Faculty in Statstics and Machine Learning (and related areas) are expected to perform a variety of duties that they have may never previously done: lead a research group, mentor students and postdocs with various backgrounds, apply for research grants, serve on thesis committees, show leadership in the profession (area chair or associate editor, organize workshops), teach a variety of courses, and so on. These are rather specialized skills which people have typically not received training on prior to becoming assistant professors, but are expected to be excellent at anyway.
We often expect young faculty to develop these expertise without the “tripod” of directed mentorship, deliberate practice and constructive feedback. Currently, I think young faculty partially succeed at this by some mixture of chance and personal motivation, and depending heavily on their department's motivation to provide mentorship. Further, many young faculty do not have structured ways to develop these skills.

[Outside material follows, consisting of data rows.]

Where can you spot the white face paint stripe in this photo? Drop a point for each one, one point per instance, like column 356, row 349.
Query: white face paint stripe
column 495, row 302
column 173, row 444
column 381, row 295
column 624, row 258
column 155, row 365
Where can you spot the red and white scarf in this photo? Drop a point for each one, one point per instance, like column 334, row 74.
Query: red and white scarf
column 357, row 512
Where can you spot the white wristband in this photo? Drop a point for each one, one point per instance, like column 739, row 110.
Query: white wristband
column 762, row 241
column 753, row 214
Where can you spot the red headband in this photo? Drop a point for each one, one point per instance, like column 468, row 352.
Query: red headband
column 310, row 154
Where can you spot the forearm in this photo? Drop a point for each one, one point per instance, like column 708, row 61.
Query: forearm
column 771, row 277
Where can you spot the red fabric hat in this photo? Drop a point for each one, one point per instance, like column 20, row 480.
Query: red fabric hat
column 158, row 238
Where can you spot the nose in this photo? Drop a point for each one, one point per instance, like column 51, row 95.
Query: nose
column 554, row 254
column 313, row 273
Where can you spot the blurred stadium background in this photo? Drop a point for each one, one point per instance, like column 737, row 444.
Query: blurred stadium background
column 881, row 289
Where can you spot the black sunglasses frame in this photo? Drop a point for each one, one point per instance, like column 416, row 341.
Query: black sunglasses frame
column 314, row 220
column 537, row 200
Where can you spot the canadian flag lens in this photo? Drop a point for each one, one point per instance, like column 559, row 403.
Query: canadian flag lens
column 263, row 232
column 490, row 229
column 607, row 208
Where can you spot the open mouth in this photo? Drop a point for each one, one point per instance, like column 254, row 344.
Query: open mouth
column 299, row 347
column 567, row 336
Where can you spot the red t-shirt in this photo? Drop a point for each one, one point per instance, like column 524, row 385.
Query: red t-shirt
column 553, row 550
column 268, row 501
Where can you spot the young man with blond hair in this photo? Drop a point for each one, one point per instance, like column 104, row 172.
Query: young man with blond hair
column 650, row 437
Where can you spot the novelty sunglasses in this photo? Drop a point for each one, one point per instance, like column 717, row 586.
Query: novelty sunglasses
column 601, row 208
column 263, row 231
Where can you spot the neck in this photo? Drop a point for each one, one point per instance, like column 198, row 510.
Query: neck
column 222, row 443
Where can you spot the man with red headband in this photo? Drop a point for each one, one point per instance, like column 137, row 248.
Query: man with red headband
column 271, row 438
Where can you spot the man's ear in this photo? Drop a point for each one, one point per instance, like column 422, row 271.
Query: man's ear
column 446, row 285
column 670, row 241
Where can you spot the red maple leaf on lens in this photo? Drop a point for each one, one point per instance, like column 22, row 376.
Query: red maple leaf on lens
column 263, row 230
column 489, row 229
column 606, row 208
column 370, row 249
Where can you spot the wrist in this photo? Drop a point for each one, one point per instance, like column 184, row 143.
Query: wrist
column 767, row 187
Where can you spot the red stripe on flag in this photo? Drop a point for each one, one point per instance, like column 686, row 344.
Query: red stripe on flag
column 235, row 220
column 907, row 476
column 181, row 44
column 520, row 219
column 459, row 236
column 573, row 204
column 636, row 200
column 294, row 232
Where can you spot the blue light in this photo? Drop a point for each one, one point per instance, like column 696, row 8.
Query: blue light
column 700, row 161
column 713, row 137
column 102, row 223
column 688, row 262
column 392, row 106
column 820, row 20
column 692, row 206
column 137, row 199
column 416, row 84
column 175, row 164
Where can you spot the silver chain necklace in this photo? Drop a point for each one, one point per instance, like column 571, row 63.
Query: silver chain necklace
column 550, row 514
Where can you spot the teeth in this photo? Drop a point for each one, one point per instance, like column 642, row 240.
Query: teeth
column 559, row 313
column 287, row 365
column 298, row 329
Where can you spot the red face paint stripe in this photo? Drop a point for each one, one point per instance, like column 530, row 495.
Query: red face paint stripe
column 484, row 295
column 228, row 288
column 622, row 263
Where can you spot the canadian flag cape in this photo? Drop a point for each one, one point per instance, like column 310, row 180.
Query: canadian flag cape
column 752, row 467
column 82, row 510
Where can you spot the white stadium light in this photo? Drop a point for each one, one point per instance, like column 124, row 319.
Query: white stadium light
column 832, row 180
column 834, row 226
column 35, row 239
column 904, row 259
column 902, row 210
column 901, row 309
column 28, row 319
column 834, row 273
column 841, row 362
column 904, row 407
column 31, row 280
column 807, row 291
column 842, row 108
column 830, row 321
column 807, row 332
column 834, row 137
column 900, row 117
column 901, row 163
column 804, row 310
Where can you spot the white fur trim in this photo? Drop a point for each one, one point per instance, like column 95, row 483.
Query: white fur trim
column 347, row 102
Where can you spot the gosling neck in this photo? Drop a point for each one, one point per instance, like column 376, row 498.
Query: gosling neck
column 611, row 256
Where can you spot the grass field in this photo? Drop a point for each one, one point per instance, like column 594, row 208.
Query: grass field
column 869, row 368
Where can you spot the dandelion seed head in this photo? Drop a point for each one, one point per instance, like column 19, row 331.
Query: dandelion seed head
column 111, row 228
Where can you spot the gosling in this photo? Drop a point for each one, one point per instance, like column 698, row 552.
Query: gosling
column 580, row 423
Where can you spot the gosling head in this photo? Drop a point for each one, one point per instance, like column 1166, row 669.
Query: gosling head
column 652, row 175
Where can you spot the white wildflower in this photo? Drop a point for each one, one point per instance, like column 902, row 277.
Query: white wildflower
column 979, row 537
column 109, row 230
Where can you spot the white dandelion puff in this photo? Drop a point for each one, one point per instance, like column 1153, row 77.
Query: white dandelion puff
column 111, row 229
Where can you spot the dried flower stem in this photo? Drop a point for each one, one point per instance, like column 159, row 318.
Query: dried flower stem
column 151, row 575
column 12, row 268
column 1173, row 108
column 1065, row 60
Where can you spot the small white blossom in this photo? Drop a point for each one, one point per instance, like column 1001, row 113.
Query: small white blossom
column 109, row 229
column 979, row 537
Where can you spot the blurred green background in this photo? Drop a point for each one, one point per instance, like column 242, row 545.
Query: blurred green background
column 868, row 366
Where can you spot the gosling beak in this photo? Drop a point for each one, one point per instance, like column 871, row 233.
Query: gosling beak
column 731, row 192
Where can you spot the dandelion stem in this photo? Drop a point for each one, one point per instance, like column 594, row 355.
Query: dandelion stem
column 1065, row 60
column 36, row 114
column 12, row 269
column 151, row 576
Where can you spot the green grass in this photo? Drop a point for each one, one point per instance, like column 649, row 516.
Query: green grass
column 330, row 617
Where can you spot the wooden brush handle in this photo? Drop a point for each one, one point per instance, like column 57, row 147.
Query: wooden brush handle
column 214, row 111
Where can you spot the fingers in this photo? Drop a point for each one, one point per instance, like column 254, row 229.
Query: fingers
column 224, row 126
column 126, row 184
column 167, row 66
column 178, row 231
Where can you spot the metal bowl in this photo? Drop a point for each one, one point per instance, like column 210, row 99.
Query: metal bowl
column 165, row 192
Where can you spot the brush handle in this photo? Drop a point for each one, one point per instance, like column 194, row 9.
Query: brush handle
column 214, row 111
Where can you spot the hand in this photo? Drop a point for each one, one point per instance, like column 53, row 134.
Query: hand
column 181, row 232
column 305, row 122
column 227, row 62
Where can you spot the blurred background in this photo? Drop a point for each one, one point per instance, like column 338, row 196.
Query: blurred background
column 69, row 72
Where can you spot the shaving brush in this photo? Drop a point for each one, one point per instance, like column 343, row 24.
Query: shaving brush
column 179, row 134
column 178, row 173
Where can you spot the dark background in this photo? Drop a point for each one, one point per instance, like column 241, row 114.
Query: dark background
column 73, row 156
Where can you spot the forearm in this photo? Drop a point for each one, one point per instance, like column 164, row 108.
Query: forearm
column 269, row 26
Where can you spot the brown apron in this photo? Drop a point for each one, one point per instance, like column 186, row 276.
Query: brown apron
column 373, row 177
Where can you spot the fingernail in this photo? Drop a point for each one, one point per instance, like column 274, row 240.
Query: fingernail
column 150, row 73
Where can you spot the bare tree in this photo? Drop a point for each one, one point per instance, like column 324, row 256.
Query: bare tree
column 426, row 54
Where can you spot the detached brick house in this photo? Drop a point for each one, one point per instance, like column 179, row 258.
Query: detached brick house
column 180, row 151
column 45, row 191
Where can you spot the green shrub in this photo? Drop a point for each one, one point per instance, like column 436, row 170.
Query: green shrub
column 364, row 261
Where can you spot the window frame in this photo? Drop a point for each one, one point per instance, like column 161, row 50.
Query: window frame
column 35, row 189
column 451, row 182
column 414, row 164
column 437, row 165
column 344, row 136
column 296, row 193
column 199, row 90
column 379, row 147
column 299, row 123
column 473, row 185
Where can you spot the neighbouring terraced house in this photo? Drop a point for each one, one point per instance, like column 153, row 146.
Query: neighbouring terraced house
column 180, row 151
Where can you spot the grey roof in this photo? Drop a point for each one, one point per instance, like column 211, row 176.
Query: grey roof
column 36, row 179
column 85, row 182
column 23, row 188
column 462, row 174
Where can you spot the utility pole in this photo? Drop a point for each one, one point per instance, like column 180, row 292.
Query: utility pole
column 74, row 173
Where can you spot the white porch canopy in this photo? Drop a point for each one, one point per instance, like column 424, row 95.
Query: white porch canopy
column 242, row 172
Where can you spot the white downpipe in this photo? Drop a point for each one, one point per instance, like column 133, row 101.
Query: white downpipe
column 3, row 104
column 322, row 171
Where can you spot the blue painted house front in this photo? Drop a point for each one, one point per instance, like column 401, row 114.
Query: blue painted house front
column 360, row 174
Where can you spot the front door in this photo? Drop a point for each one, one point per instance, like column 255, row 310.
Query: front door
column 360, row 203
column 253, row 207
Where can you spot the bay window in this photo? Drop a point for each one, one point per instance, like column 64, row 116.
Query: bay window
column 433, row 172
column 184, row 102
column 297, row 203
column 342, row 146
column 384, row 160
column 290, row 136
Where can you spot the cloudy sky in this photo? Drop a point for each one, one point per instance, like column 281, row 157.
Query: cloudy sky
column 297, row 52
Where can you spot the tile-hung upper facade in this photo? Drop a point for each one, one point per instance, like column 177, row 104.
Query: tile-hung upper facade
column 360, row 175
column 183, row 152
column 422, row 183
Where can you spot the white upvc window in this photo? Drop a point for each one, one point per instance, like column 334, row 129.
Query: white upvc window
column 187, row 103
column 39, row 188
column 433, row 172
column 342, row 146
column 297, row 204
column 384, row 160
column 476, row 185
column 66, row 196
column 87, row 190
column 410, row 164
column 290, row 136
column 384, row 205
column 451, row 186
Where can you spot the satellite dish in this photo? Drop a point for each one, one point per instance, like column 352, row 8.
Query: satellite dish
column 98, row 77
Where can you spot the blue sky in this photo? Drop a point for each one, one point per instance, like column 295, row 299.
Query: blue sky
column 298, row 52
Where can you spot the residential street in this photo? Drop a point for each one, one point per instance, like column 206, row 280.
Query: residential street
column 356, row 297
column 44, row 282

The aim of the following checklists is primarily:
For me to structure my advice to my ex-students and postdocs who are pursuing the academic path, so that I'm not leaving it to memory each time.
For young assistant professors in my department and field who have reached out to me for advice or help.
However, there are potential side-benefits:
It might help young faculty in other universities who do not have easy access to such resources.
It might help departments or senior faculty who are mentors, who may not have the time to create such checklists themselves.
Caveat 1: Ultimately, these are my opinions. If your opinions have a reasonably high correlation with mine, please feel free to share this page with others. If your opinions differ significantly from mine, perhaps make your own such page, so that students can make their own choices after reading multiple opinions.
Caveat 2: Such checklists are not meant to be complete in any sense (it would take too much time and effort). I might use them to begin a discussion with junior faculty in a group meeting (different topic each month, as needed), when I can answer a variety of related questions on each topic and add nuance to what I have written down. These are thus just beginner guides, or starting points, and entire booklets could be written on each.